Оганесян — утомленно-расслабленный джентльмен с тонкими руками профессионального игрока. Окунев и Костин, американизированные молодые парни в изящных золотых очечках, подмигивают друг другу, что-то щелкают на карманных компьютерах. Сафонов, надежа моя и защита, — жесткий крутой мужик, на котором костюм от Оскара дела Рента сидит как плохо подогнанный, еще не обмявшийся мундир, кивает:
— Время…
Моя команда. Зверинец. Коллекция. Гербарий ядовитых редких растений, который я заботливо и долго собирал. Я их, естественно, не люблю, но ценю.

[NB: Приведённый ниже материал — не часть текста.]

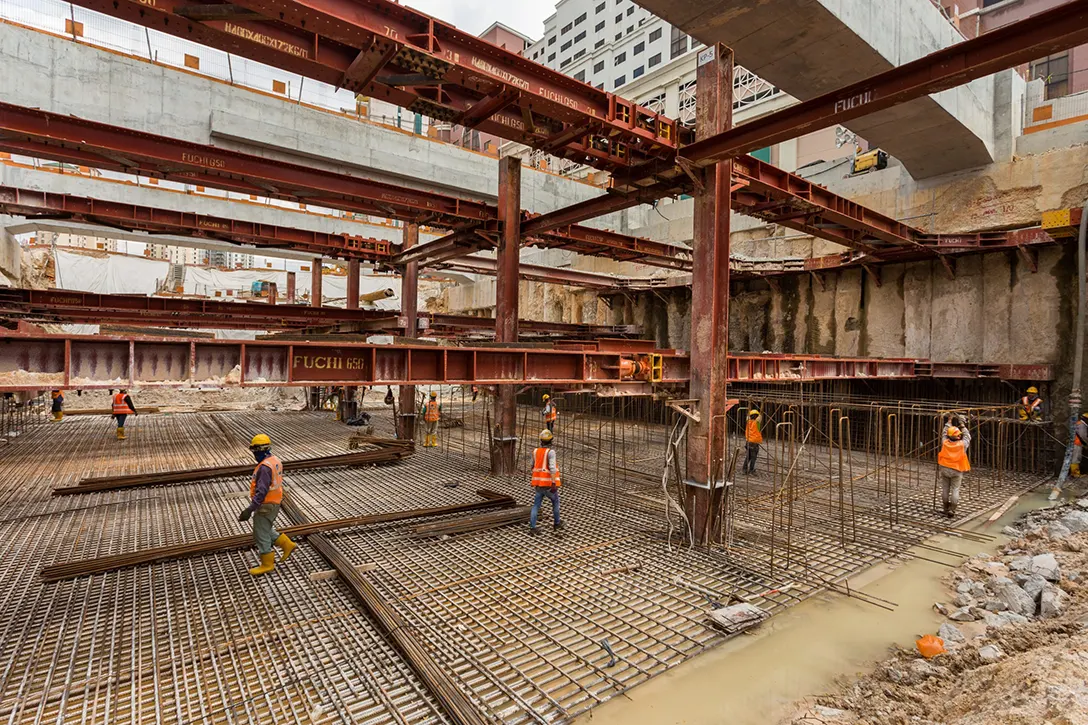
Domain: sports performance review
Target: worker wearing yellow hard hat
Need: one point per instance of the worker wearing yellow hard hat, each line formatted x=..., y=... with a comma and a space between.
x=266, y=494
x=952, y=462
x=1030, y=406
x=432, y=413
x=551, y=413
x=753, y=439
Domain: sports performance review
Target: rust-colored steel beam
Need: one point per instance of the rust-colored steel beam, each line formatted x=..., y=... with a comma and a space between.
x=382, y=49
x=1038, y=36
x=87, y=143
x=34, y=204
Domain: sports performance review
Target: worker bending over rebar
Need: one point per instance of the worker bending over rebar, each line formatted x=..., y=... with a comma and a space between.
x=753, y=438
x=266, y=494
x=546, y=482
x=952, y=462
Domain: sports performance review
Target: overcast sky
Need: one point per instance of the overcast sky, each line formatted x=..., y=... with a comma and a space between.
x=526, y=16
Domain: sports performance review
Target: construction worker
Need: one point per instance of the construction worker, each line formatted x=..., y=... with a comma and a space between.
x=266, y=494
x=58, y=407
x=952, y=463
x=122, y=408
x=1030, y=406
x=753, y=438
x=546, y=482
x=1079, y=438
x=549, y=413
x=432, y=412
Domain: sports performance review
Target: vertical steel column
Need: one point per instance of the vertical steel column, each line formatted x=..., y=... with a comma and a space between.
x=506, y=309
x=409, y=304
x=709, y=298
x=316, y=282
x=353, y=284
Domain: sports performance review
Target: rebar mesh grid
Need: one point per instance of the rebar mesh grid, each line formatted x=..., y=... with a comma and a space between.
x=520, y=623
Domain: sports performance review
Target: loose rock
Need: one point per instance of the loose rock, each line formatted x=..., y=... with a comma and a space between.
x=1046, y=565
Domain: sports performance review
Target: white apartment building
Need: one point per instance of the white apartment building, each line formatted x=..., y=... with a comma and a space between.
x=617, y=46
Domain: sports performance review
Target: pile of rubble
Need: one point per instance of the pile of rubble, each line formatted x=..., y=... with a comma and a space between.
x=1014, y=650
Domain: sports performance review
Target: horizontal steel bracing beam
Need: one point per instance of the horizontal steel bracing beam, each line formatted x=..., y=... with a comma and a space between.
x=390, y=51
x=1038, y=36
x=35, y=361
x=64, y=138
x=94, y=308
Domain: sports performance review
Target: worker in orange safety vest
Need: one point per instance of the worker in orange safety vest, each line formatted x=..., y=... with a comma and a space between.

В этой крошечной стране, на одной шестой суши, найти других, получше — невозможно. Пускай будут эти.
Из мутной синевы телевизионной заставки вынырнула ведущая Татьяна Миткова и сказала мне своим обычным доверительно-неофициальным тоном:
— Главное событие дня — Президент Российской Федерации Борис Ельцин принял сегодня в Кремле крупнейших представителей российского частного капитала…
На экране в голубовато-бирюзовом интерьере Владимирского зала мы выстроились неровной шеренгой. Чудовищное зрелище! Пионервожатым на линейке магнатов — миленький, молоденький, маленький, пузырящийся от тщеты премьер-министр Кириенко.
А вот и президент наш явился, не запылился. Державный, могучий, почти самоходный. Гыкает, рыкает, ласково-хамски шутит, чинно ручкается. Ладонь толстая, неподвижная, вялая.
А Телетаня бойко щебечет:
— …На встрече, посвященной обсуждению насущных вопросов российской экономики и социального положения в стране, присутствовали Председатель правления РАО «ЕЭС» Анатолий Чубайс, Председатель правления «Газпрома» Рем Вяхирев, руководитель «Онэксим-банка» Владимир Потанин, Президент «Менатепа» Михаил Ходорковский, Председатель правления холдинга «Росс и Я» Александр Серебровский, Президент холдинга «Мост» Владимир Гусинский, Президент «СБС-Агро» Александр Смоленский…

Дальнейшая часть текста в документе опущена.